The Tuileries—Place de la Concorde—The Egyptian Obelisk—Palais Royal—Residence of Robespierre—A Visit to the Room in which Charlotte Corday killed Marat—Church de Notre Dame—Palais de Justice—Hotel des Invalids—National Assembly—The Elysee.
Paris, August 28.
Yesterday morning I started at an early hour for the Palace of the Tuileries. A show of my card of membership of the Congress (which had carried me through so many of the public buildings) was enough to gain me immediate admission. The attack of the mob on the palace, on the 20th of June, 1792, the massacre of the Swiss guard on the 10th of August of the same year,
the attack by the people in July 1830, together with the recent flight of king Louis Philippe and family, made me anxious to visit the old pile.
We were taken from room to room, until the entire building had been inspected. In front of the Tuileries, are a most magnificent garden and grounds. These were all laid out by Louis XIV., and are left nearly as they were during that monarch's reign. Above fifty acres surrounded by an iron rail fence, fronts the Place de la Concorde, and affords a place of promenade for the Parisians. I walked the pleasing grounds, and saw hundreds of well dressed persons walking under the shade of the great chestnuts, or sitting on chairs which were kept to let at two sous a piece. Near by is the Place de Carrousel, noted for its historical remembrances. Many incidents connected with the several revolutions occurred here, and it is pointed out as the place where Napoleon reviewed that formidable army of his before its departure for Russia.
From the Tuileries, I took a stroll through the Place de la Concorde, which has connected with it so many acts of cruelty, that it made me shudder
as I passed over its grounds. As if to take from one's mind the old associations of this place, the French have erected on it, or rather given a place to, the celebrated obelisk of Luxor, which now is the chief attraction on the grounds. The obelisk was brought from Egypt at an enormous expense; for which purpose a ship was built, and several hundred men employed above three years in its removal. It is formed of the finest red syenite, and covered on each side with three lines of hieroglyphic inscriptions, commemorative of Sesostris—the middle lines being the most deeply cut and most carefully finished; and the characters altogether number more than 1600. The obelisk is of a single stone, is 72 feet in height, weighs 500,000 lbs., and stands on a block of granite that weighs 250,000 lbs. He who can read Latin will see that the monument tells its own story, but to me its characters were all blank.

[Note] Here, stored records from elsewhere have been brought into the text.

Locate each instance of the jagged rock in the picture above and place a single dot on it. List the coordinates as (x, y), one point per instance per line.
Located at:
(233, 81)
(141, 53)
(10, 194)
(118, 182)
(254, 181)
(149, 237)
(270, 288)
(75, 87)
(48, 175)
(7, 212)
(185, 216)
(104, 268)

It would be tedious to follow the history of this old and venerated stone, which was taken from the quarry 1550 years before the birth of Christ; placed in Thebes; its removal; the journey to
the Nile, and down the Nile; thence to Cherbourg, and lastly its arrival in Paris on the 23d of December, 1833—just one year before I escaped from slavery. The obelisk was raised on the spot where it now stands, on the 25th of October, 1836, in the presence of Louis Philippe and amid the greetings of 160,000 persons.
Having missed my dinner, I crossed over to the Palais Royal, to a dining saloon, and can assure you that a better dinner may be had there for five francs, than can be got in New York for twice that sum, and especially if the person who wants the dinner is a coloured man. I found no prejudice against my complexion in the Palais Royal.